- Born: 1949 (age 76–77) United States
- Education: Bennington College
- Occupations: Art curator Museum director
- Years active: 1970s–present
- Known for: Director of the Walker Art Center, Associate director of the Museum of Modern Art, Director of the Robert Rauschenberg Foundation

= Kathy Halbreich =

American art curator and museum director (born 1949)

Kathy Halbreich (/ˈhɑːlbraɪʃ/ HAHL-brysh; born 1949) is an American art curator and museum director.

==Early life and education==
Halbreich was born to Betty Stoll and Sonny Halbreich in 1949. She earned her BA from Bennington College.

==Career==
Halbreich was director of the Albert and Vera List Visual Arts Center at MIT, where she designed a new arts building with architect I.M. Pei. She was then the curator of contemporary art at the Museum of Fine Arts, Boston.

In 1991, Halbreich was hired as director of the Walker Art Center. Under her leadership, the museum broadened its reputation for developing emerging talent, hosting avant-garde performances and exhibitions. She oversaw a $73.8 million expansion at the Walker and announced her retirement in 2007. She was hired as an associate director of the Museum of Modern Art in 2008. At MoMA, Halbreich curated a 2014 retrospective of German artist Sigmar Polke and a 2018 Bruce Nauman exhibition.

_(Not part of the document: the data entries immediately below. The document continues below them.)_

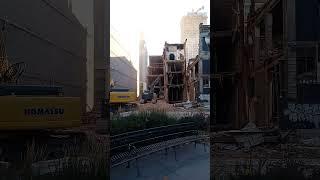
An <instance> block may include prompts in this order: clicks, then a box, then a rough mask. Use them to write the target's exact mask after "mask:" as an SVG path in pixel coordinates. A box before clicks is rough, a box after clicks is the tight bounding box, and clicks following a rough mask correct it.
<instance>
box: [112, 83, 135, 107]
mask: <svg viewBox="0 0 320 180" xmlns="http://www.w3.org/2000/svg"><path fill="white" fill-rule="evenodd" d="M136 102H137V93H136V92H133V91H130V89H128V88H115V82H114V81H113V80H110V112H112V113H119V112H125V111H132V110H135V108H136V107H137V103H136Z"/></svg>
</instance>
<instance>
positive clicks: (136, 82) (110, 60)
mask: <svg viewBox="0 0 320 180" xmlns="http://www.w3.org/2000/svg"><path fill="white" fill-rule="evenodd" d="M110 75H111V79H112V81H113V83H114V88H116V89H128V90H129V91H131V92H137V70H136V69H135V68H134V67H133V65H132V63H131V62H130V61H129V60H128V59H127V58H126V57H124V56H119V57H110Z"/></svg>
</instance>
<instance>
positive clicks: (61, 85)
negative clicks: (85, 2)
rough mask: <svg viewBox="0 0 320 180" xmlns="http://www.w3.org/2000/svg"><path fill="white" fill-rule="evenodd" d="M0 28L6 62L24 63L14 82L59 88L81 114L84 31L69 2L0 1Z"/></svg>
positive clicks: (15, 0)
mask: <svg viewBox="0 0 320 180" xmlns="http://www.w3.org/2000/svg"><path fill="white" fill-rule="evenodd" d="M30 12H32V13H30ZM0 26H1V28H0V29H1V30H3V31H4V34H5V40H6V41H5V46H6V49H7V54H8V56H9V57H8V59H9V63H10V64H13V63H19V62H23V63H24V64H25V71H24V73H23V75H22V76H21V78H20V81H19V82H18V83H19V84H28V85H55V86H62V87H63V91H64V95H65V96H71V97H80V98H81V108H82V110H83V112H85V108H86V60H87V56H86V40H87V38H86V37H87V32H86V30H85V28H84V27H83V25H82V24H81V23H80V22H79V21H78V19H77V18H76V17H75V16H74V14H73V13H72V6H71V4H70V3H69V1H51V0H46V1H30V2H29V1H28V2H25V1H20V0H3V1H0Z"/></svg>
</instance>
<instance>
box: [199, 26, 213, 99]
mask: <svg viewBox="0 0 320 180" xmlns="http://www.w3.org/2000/svg"><path fill="white" fill-rule="evenodd" d="M199 32H200V33H199V56H198V58H199V59H200V60H199V67H200V68H199V86H200V88H199V91H200V92H199V93H200V97H199V98H200V99H203V100H207V101H209V100H210V85H211V83H210V25H203V24H200V25H199Z"/></svg>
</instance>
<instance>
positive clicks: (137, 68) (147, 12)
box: [110, 0, 210, 70]
mask: <svg viewBox="0 0 320 180" xmlns="http://www.w3.org/2000/svg"><path fill="white" fill-rule="evenodd" d="M202 6H204V10H202V11H201V12H206V13H207V15H208V20H207V23H208V24H209V22H210V0H110V10H111V12H110V25H111V26H112V27H113V28H114V29H115V30H116V31H118V33H119V34H120V36H121V38H120V41H121V43H122V44H123V46H124V48H126V49H127V51H128V52H129V53H130V56H131V61H132V63H133V65H134V67H135V68H136V69H137V70H138V67H139V39H140V32H143V33H144V38H145V41H146V46H147V49H148V54H149V55H162V50H163V46H164V43H165V41H167V42H168V43H180V21H181V18H182V16H184V15H186V14H187V13H188V12H191V11H192V9H194V10H197V9H199V8H201V7H202Z"/></svg>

In September, 2017 Halbreich was appointed director of the Robert Rauschenberg Foundation.

==Other activities==
Halbreich was a member of the juries that selected Kerstin Brätsch for the Edvard Munch Art Award (2017) and Doris Salcedo for the Nomura Art Award (2019). She has also served on the selection committee that chose the artist exhibiting at the American pavilion at the Venice Biennale.